We took a short little train ride to Leipzig, and the transferred to another train for the last hour or so to Dresden. Aside from being mesmerized by a fellow passenger who looked like a cross between 2023 versions of musician Paul Weller and actor Scott Glenn (silverhaired and wiry) it was a rather uneventful train trip.
Nora met us at the Dresden hauptbahnhof and we ambled from the neustadt to the altstadt. (We really were not in the neustadt much at all in 2021). We came across an eccentric middle-aged German "herren" on a bicycle (this was on a pedestrian-only thoroughfare in the neustadt with shops and restaurants on either side. I will need to "google" it later. EDIT: Hauptstraße of the Neustadter Markthalle). The gentleman engaged me in conversation, raving about the greatness of the United States and its superiority to Europe. I tried to make the point that, sure, the U.S. has its good points and has continually untapped potential, but is very "un-united" right now. He wasn't having this and me, wanting to get on my/our way, didn't want to press very hard. He bid us a cheerful gooodbye and bicycled away to wherever he was going (maybe to seek out more Americans?).

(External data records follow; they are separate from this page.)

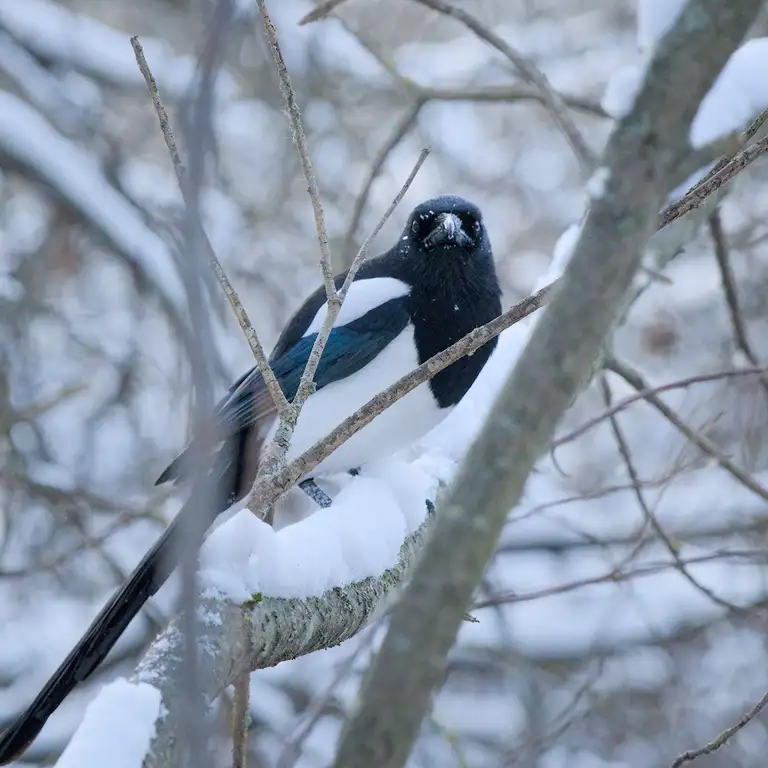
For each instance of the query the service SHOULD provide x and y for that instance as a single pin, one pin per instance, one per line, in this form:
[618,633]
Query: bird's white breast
[401,425]
[362,297]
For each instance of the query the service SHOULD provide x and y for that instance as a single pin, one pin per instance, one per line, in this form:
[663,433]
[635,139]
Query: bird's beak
[448,231]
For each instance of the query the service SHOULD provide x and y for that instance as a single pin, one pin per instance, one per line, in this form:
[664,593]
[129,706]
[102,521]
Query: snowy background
[593,647]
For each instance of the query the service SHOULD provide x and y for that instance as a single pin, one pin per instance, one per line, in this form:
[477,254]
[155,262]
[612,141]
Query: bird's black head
[446,223]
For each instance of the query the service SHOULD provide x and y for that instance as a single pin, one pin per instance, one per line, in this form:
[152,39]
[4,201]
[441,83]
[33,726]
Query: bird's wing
[375,311]
[350,347]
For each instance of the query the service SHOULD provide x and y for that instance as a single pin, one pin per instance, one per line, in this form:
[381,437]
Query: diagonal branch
[278,398]
[554,366]
[551,100]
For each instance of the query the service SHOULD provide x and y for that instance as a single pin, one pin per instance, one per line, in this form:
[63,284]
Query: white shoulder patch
[363,296]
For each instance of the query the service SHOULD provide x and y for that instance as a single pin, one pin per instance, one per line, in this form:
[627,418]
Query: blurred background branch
[574,662]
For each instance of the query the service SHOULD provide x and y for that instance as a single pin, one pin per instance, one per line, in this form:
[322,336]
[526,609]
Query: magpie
[434,286]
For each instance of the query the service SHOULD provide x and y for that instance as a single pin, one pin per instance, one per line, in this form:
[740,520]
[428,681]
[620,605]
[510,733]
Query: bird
[435,285]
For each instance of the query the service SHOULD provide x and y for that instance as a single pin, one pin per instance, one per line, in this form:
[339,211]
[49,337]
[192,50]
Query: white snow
[58,33]
[357,537]
[561,255]
[738,94]
[74,173]
[655,18]
[597,182]
[619,96]
[118,728]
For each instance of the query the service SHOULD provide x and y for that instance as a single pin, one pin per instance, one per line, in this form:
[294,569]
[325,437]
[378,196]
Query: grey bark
[233,640]
[642,155]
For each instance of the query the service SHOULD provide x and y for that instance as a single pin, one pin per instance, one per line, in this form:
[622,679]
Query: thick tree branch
[235,640]
[641,159]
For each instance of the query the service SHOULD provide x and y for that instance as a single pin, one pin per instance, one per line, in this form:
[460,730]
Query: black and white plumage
[434,286]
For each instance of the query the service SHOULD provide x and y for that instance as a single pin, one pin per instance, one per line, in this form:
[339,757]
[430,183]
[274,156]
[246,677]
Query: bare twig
[278,398]
[398,134]
[617,576]
[294,116]
[703,189]
[273,456]
[267,490]
[642,394]
[551,100]
[320,12]
[241,720]
[731,294]
[648,513]
[554,366]
[722,739]
[509,93]
[635,379]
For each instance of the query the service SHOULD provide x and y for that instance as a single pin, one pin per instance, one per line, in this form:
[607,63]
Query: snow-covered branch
[233,640]
[637,170]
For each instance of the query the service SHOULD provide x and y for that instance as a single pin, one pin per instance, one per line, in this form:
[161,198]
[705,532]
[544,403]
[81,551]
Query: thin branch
[278,398]
[648,514]
[267,490]
[617,576]
[241,720]
[722,739]
[509,93]
[731,294]
[635,379]
[551,100]
[273,456]
[555,365]
[258,635]
[703,189]
[361,201]
[323,10]
[642,394]
[299,138]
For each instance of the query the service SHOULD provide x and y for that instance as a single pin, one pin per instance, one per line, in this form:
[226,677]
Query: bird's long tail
[147,578]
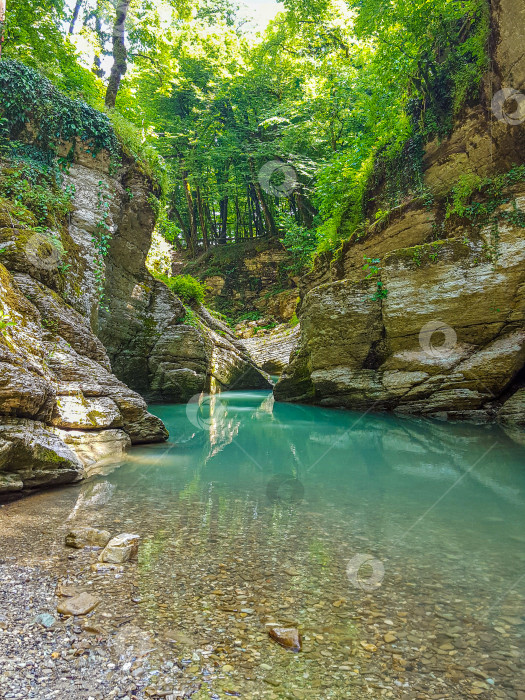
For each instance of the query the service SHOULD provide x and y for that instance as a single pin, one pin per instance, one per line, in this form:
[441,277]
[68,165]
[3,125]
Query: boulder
[82,537]
[120,549]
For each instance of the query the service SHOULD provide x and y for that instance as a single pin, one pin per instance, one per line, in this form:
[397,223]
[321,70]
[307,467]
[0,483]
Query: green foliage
[484,203]
[381,293]
[462,193]
[249,316]
[140,149]
[346,94]
[371,266]
[186,287]
[300,241]
[29,98]
[35,36]
[29,178]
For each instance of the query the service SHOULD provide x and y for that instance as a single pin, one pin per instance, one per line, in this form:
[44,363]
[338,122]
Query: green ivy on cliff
[28,100]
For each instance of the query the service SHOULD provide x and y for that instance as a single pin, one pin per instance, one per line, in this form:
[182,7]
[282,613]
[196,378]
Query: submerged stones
[82,537]
[120,549]
[81,604]
[287,637]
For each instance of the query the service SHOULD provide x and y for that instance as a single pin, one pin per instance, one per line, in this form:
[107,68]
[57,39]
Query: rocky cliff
[251,276]
[435,324]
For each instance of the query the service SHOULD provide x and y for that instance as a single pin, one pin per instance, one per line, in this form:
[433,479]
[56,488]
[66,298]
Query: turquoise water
[349,526]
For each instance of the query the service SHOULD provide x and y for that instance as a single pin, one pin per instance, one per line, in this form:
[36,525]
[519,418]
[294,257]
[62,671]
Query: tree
[120,52]
[2,23]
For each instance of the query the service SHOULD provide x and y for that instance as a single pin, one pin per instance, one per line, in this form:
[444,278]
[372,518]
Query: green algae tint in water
[395,545]
[271,509]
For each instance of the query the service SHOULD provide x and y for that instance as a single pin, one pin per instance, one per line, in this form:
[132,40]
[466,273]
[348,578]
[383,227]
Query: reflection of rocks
[288,637]
[272,350]
[360,344]
[512,412]
[120,549]
[31,456]
[87,537]
[78,605]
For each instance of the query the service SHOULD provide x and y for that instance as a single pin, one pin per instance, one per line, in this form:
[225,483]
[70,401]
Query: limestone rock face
[82,537]
[62,411]
[252,275]
[444,332]
[81,604]
[448,340]
[120,549]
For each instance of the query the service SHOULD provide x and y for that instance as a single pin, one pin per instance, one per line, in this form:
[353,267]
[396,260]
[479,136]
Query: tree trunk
[211,221]
[268,218]
[2,23]
[76,11]
[223,206]
[181,223]
[97,63]
[120,53]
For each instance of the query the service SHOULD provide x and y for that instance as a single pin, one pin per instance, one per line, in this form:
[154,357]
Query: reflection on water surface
[394,544]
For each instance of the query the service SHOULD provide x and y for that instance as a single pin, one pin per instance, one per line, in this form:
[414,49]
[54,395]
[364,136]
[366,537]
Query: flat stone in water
[288,637]
[120,549]
[82,537]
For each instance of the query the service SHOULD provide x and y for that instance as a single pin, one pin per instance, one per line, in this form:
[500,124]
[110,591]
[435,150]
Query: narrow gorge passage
[262,349]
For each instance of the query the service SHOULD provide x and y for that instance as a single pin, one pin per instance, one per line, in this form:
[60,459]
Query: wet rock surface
[191,616]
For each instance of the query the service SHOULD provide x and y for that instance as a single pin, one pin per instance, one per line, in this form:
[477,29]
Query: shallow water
[349,526]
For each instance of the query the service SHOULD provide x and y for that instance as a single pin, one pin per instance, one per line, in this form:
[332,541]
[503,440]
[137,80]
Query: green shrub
[186,287]
[135,145]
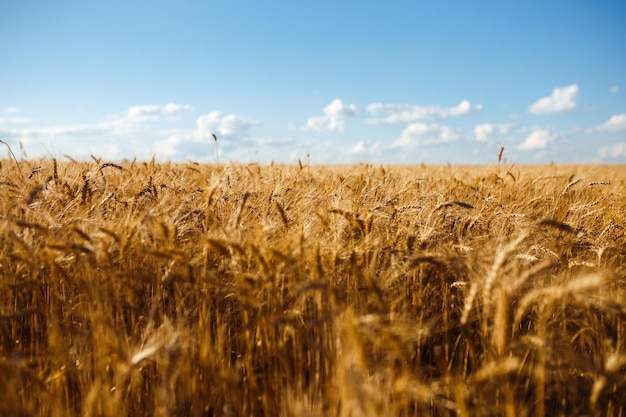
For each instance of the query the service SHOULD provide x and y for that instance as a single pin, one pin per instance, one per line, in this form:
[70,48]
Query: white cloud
[421,134]
[616,151]
[152,112]
[562,100]
[483,131]
[537,140]
[407,113]
[333,118]
[14,120]
[224,125]
[616,123]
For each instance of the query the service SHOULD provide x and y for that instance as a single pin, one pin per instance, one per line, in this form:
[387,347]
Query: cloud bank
[333,119]
[407,113]
[562,100]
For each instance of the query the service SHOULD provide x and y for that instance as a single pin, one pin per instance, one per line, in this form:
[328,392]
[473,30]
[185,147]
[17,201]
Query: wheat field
[162,289]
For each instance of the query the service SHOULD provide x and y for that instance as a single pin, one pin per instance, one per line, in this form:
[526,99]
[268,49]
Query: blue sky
[340,81]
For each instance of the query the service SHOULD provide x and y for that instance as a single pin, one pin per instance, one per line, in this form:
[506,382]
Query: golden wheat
[139,288]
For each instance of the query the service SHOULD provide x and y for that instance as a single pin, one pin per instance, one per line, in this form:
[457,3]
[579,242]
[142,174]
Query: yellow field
[246,290]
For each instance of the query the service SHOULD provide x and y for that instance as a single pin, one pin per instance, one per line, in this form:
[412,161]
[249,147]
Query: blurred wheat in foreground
[147,289]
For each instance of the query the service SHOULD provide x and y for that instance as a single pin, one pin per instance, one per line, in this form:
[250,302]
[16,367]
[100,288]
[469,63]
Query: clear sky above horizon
[342,82]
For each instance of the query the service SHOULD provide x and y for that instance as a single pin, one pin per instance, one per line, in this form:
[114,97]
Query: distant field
[146,289]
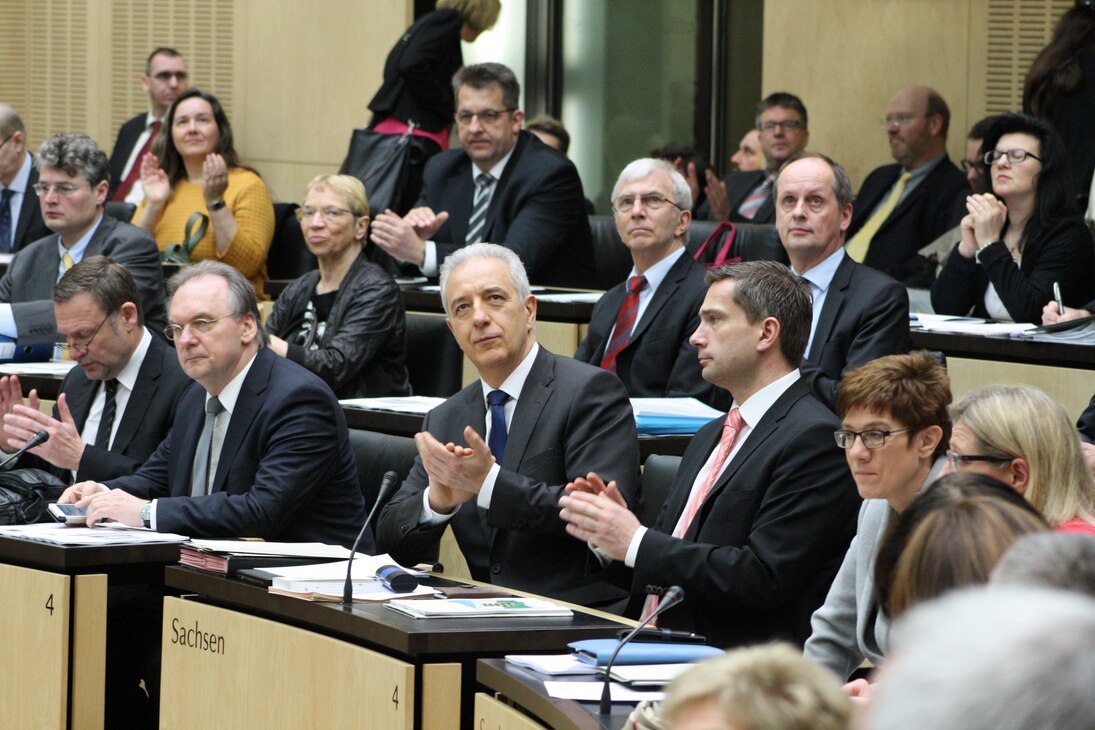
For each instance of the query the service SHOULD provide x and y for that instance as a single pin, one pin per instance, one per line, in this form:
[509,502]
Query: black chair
[658,474]
[435,362]
[288,257]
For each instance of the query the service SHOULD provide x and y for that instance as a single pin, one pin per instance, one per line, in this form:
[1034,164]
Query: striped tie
[484,185]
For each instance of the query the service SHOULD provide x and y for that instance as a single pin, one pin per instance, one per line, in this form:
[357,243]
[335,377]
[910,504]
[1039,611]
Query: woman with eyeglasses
[1018,435]
[894,431]
[197,194]
[1022,238]
[344,322]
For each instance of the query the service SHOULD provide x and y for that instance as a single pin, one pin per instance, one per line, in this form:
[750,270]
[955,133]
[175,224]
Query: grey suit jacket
[571,419]
[29,284]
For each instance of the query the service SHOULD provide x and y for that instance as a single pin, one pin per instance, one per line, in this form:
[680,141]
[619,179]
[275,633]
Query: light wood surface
[274,675]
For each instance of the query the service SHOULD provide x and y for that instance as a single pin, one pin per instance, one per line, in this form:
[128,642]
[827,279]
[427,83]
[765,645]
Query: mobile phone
[68,513]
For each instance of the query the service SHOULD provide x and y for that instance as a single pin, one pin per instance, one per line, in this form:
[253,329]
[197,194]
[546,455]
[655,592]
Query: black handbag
[380,161]
[24,494]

The rest of the day was spent ambling around the altstadt of Dresden, seeing the Zwinger and Frauenkirche again. Dresden was preparing for a big city festival this weekend, so it was buzzing with activity.
Unfortunately, the heat sort of drained us of energy and we didn't see as much as I'd have liked. There are certain factors in this trip that limit our ability to really deeply explore (IYKYK). I don't really want to get into it here.
At about 5:30 PM, we bid our goodbyes (for now) to Nora and took what ended up being a much longer train trip back to Halle. The fun part was I had a chance to spend about a half-hour on the train platform in the most polluted city in the GDR: the unfortunately named Bitterfeld.